Next month, around the time students and teachers are taking off for spring break, David and Keri Howard will be celebrating their 18th wedding anniversary.

The Howards’ anniversary highlights the nearly two decades the pair have spent associated with Vestavia Hills City Schools.

This school year, David Howard, Vestavia Hills High School’s assistant principal, started his 20th year in the school system.

In that time he has served as an eighth-grade science teacher at Pizitz Middle School as well as at the central office and in his current position.

“My whole career has been in Vestavia,” he said.

Keri Howard is the school counselor at Liberty Park Middle school, and their daughter Amelia attends Vestavia Hills Elementary Liberty Park next door.

The Howards met at the University of Alabama, where both were studying to become teachers.

In 1997, as he was preparing to enter graduate school and realized he needed a job, David Howard said, he attended a career fair at UA.

“Lo and behold, I get a call to come up to Vestavia and interview at Pizitz,” he said.

As the couple was dating at the time, Keri Howard tagged along, opting to sit outside and get some work done while he met with the school administration.

“I sat in the car while he interviewed,” she said, recalling the day trip to Birmingham with a laugh.

When his interviewers asked about his family and personal life, David Howard told them she had come with him, and they immediately told him to bring her inside.

“They were just so welcoming and inviting, and showed us around the school, and that was how we ended up here in Birmingham,” he said. “It all started from there.”

Keri Howard said she finished her degree and got her first teaching job in Tuscaloosa, but once the couple tied the knot she began to look for work in Birmingham.

She first took a position at Glenwood Health Center.

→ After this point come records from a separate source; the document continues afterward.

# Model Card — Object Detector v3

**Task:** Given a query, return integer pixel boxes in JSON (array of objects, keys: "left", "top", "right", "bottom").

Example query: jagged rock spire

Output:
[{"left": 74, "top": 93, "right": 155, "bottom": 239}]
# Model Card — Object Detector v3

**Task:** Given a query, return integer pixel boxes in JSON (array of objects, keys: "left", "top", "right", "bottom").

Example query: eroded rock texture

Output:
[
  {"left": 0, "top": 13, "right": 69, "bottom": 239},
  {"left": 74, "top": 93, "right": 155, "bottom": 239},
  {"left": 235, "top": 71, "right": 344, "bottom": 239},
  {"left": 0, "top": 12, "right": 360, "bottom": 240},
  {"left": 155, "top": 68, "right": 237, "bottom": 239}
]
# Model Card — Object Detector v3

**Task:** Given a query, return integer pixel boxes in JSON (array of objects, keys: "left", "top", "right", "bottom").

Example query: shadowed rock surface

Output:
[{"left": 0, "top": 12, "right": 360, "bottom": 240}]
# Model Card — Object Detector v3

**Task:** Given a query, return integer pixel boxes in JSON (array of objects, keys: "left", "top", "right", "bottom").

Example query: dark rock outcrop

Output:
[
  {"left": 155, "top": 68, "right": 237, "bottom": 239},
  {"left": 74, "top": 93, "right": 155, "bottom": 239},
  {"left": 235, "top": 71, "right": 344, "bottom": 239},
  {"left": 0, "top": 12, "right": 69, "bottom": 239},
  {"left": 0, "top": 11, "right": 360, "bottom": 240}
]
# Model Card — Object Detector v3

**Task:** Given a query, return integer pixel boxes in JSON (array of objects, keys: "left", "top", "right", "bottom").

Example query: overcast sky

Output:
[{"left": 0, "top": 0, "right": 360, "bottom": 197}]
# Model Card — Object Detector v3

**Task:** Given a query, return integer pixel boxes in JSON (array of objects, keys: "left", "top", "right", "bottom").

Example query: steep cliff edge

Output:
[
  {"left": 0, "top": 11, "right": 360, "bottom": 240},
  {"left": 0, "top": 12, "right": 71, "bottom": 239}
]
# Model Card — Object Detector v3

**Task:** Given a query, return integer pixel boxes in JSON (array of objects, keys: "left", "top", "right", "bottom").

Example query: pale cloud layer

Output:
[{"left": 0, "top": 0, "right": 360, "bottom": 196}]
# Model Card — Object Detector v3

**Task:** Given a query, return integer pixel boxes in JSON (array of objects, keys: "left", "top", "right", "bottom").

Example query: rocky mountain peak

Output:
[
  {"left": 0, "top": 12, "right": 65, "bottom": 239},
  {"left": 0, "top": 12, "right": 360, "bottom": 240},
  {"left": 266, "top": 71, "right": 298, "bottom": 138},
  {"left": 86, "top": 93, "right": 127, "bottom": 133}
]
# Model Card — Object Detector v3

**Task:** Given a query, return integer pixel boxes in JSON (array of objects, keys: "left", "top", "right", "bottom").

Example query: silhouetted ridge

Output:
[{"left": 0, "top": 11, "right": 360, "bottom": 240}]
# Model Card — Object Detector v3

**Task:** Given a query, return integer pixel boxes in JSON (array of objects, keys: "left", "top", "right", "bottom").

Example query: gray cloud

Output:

When Vestavia decided to add a life skills unit at Vestavia Hills Elementary Central, she said, her husband was able to connect her to the right people, and she got a job as a special education teacher.

“Really, he brought me here,” she said.

Though they work in different buildings, David Howard said that a lot of what they do is similar at its core.

“With what I do and what she does, we kind of do similar things,” he said. While a lot of his job description deals with discipline, the root of those student issues generally are emotional or situational.

“That all starts with hearing stories,” he said.

Keri Howard agreed.

“And sometimes it is good, because if there’s a problem and I don’t  have a solution or I need advice about how to handle this or that, that’s nice too to be able to bounce ideas off of each other,” she said.

Being a couple working in the same field, but not working at the same location, has unique challenges, the couple said, perhaps different than if they owned a business together or taught at the same school.

Primarily, Keri Howard said, the challenge is leaving work at work — not bringing the stress or details of a tough day home.

“There are times that we kind of have to compare notes and discuss some things, but for the most part, when we’re home: we’re home,” she said.

For any new couples facing working in the same industry or same workplace, the Howards had one major piece of advice: stay focused on what matters.

“Definitely just keeping family centered in what you are striving to do,” David said.